Some of the dynamics of the song itself were a bit difficult to envisage with our home recorded early demos, so it was absolutely thrilling to have the racing guitars and toms of the second verse balanced perfectly (thanks Jay!). That nice interplay made this track Harry’s (guitar/vocals) favourite.

It took a bit longer to lock down the bridge, but Harry had the idea to re-use pre-chorus vocals in the studio and it ended up being one of coolest bridges we’ve ever written. The bridge part also gave Harry a chance to prove he actually had been getting singing lessons (from our good friend and benefactor, Belle Haven’s David De La Hoz), and not just lying about them to get out of band practice.

Interestingly, Jack’s initial passes at vocals in the first verse were actually yelled, but this was one of a few things we realised had to be different, and were re-recorded with Chris Vernon during the mixing sessions. We decided something a little softer and cleaner might sit better and help the chorus and second verse to stand out, and luckily Jack delivered in spades.

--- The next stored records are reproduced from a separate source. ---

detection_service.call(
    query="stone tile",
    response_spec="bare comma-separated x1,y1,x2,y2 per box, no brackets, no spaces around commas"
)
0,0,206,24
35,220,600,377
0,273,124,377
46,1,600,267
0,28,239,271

The lyrics of Starting Over were a whole-band achievement. The night before our last day in the studio we were huddled around a laptop, all gesturing word changes and stanza rearrangements on the screen, and discussing how best to articulate the chosen themes of bettering yourself and the realisation that comparison really is the thief of joy. Everyone has their ‘problems’ but it is the mindset of which you tackle them and your choice to solve better problems that creates some happiness. Having brainstorming nights like these are some of the funnest parts of being in a band.”


“Transparency came together fairly quickly, and clearly represents the moodier quarter of the 7”. It’s a fun thing for us to try to get out of the confines of our punk-beat tendencies sometimes, and do something more sweeping and epic. Both on stage and in the studio we’re very much a single-coil guitar band, but this track called for some humbucker crispness, and is also the first ever SF song to feature synth (albeit pretty subtle synth), which we added with Chris Vernon [Belle Haven, Better Half].

Vocally, there was a lot for us to play around with, and Harry asked us all to trust him with the big “YEEEAAHHHH” in the bridge. Jay justifiably described it as sounding like a cock rock band, but he was won over with the final product to the extent that it became his favourite of the four, as well as Jonah’s (guitar/backing vocals).

Lyrically this song is about living with your choices and in turn your mistakes. Jack’s favourite line, ‘Your blank face betrays your grave mistakes’ came out of his writing about falling easily into a mindset of victimhood when making bad choices, instead of acknowledging the action taken. Again, it’s a song sort of about making peace, and understanding you did what you truly believed was the right thing at the time. Learning lessons can justify your past mistakes, and short of those that hurt others, no choice is inherently bad if it brings growth and makes you who you are today. Thematically, it rounds out the EP’s message of “turning toward the sun” – orienting yourself to a positive mindset (to put it in the most pretentious terms possible).

All in all, we hope you enjoy this EP – it’s only a little one and it required us to condense our band down to its essence. We put a lot of ourselves into it, like all bands and artists do with their music and hope you get something out of it, whether it’s something emotional, or just a couple of head bangs.”

‘Turn Toward the Sun’ is out now everywhere, accompanied by a limited run of 7” vinyls.